Authors: Šín P. 1,2;  Hokynková A. 1,2;  Peňázová P. 2,3;  Horváth T. 2,3;  Rotschein P. 1,2;  Holoubek J. 1,2
Authors‘ workplace: Department of Burns and Plastic Surgery, Faculty Hospital Brno, Czech Republic 1;  Faculty of Medicine, Masaryk University, Brno, Czech Republic 2;  Department of Surgery, Faculty Hospital Brno, Czech Republic 3
Published in: ACTA CHIRURGIAE PLASTICAE, 63, 1, 2021, pp. 30-35
doi: https://doi.org/10.48095/ccachp202130

Introduction

Chest wall tumors are classified to benign and malignant tumors and primary and secondary metastases from other body organs. Despite the advances in modern cancer treatment, radical resection of chest wall tumors remains the standard treatment and may be curative. The success of this treatment is based on multidisciplinary team cooperation and each patient is discussed at the oncology indication commission before the surgical procedure. In the case of extensive defects with the necessity of resection of bones, it is always necessary to consider adequate stabilization of the thoracic wall and preservation of its integrity in addition to the closure of soft tissues [1].

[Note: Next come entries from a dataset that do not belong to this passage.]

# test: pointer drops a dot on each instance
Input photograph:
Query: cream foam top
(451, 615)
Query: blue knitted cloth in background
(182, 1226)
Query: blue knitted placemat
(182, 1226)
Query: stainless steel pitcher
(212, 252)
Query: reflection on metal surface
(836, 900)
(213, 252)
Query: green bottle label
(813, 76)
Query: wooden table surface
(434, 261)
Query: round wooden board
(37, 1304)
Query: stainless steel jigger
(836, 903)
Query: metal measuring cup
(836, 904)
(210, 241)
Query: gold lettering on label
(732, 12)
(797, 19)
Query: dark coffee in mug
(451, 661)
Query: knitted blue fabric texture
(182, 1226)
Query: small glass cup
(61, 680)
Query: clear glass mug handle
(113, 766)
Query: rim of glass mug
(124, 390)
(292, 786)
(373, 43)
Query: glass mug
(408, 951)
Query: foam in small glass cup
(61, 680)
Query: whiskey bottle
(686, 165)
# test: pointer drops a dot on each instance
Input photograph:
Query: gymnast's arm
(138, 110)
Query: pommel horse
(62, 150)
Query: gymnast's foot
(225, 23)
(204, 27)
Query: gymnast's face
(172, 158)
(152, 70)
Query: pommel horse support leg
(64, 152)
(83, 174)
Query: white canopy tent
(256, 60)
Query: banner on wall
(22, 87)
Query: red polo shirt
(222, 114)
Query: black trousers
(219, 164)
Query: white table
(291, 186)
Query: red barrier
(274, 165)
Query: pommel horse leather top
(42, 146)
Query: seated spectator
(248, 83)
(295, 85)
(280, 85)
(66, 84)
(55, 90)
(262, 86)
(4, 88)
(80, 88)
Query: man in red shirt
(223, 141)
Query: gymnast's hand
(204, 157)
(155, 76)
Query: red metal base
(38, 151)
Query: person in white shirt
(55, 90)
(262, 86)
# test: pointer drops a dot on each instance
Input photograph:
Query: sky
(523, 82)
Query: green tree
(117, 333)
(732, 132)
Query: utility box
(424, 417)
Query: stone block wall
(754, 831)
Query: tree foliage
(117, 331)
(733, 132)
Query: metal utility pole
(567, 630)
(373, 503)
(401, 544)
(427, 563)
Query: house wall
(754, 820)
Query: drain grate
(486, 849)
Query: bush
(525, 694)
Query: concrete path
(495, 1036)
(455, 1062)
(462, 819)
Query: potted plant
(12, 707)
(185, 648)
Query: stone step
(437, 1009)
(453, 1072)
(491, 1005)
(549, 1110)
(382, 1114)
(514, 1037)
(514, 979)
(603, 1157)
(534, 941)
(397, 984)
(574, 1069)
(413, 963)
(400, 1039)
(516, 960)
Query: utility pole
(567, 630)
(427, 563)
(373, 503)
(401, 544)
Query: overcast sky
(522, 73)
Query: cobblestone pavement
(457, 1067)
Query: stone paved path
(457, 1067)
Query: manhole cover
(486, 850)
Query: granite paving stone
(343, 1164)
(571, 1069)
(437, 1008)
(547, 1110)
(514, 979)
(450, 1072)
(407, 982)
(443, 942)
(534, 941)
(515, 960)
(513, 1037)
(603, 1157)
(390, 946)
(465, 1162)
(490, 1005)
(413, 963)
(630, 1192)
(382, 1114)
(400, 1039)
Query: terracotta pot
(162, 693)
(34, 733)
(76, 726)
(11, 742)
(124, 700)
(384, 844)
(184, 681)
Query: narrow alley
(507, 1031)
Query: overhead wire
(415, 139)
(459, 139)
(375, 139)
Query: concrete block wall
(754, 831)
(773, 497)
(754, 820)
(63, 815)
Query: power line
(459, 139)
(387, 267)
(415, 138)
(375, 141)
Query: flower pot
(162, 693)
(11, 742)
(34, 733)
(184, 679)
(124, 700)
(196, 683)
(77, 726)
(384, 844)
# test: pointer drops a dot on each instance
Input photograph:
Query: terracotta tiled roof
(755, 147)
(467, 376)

The gold standard in these procedures is bridging plate osteosynthesis. With advances in modern medicine, advanced biomaterials are increasingly becoming routine in clinical practice, bringing new possibilities and applications [2]. We present three case studies of reconstruction of the chest wall defects using light-weight condensed polytetrafluoroethylene (cPTFE) Omyra® Mesh TX B. Braun in combination with flap surgery. We want to demonstrate the possibility of restoring the stability of the rib cage without bone transfer or bridging plate osteosynthesis with successful closure of the defect using various types of flaps.

Description of the cases

Case report 1

We present a 66-year-old woman with a histologically verified chondrosarcoma of the sternum without further dissemination according to magnetic resonance imaging (MRI) and scintigraphy scan. Radical resection of the xiphoid and corpus of the sternum was selected as the curative option by the oncology indication committee. The resection was performed with 10 cm margins around the tumor and the resulting defect was 22 × 20 cm wide. During the surgery a macroscopic inspection of the visible part of lungs, mediastinum and upper abdominal wall was performed with no signs of a tumor. Intra-operative frozen section consultation showed the tumor mass was fully removed. Mammary vessels were dissected as recipient vessels for further microanastomosis. Two chest drains Ch 24 were inserted and a Omyra® Mesh TX 22.5 × 30 cm was sutured into the defect with adequate tension by a chest surgeon. There were two small windows in the mesh created for the mammary vessels. The patient was turned into the prone position and free latissimus dorsi flap was elevated, detached and placed on the mesh to cover the defect (Figure 1). After the surgery the patient was transferred to the intensive care unit (ICU) with monitoring vital functions and viability of the flap. An X-ray examination was performed for evaluation of the position of the chest drains and for potential pneumothorax. The flap was covered by autologous split-thickness skin graft (STSG) transplantation a week after the surgery. There were no complications in healing of the flap observed and the patient fully recovered without any limitation 3 weeks after the surgery. The patient is registered in the oncological follow-up with regular check-ups (Figure 2).

Figure 1. Post-resection defect covered with latissimus dorsi
free flap.
Figure 1. Post-resection defect covered with latissimus dorsi free flap.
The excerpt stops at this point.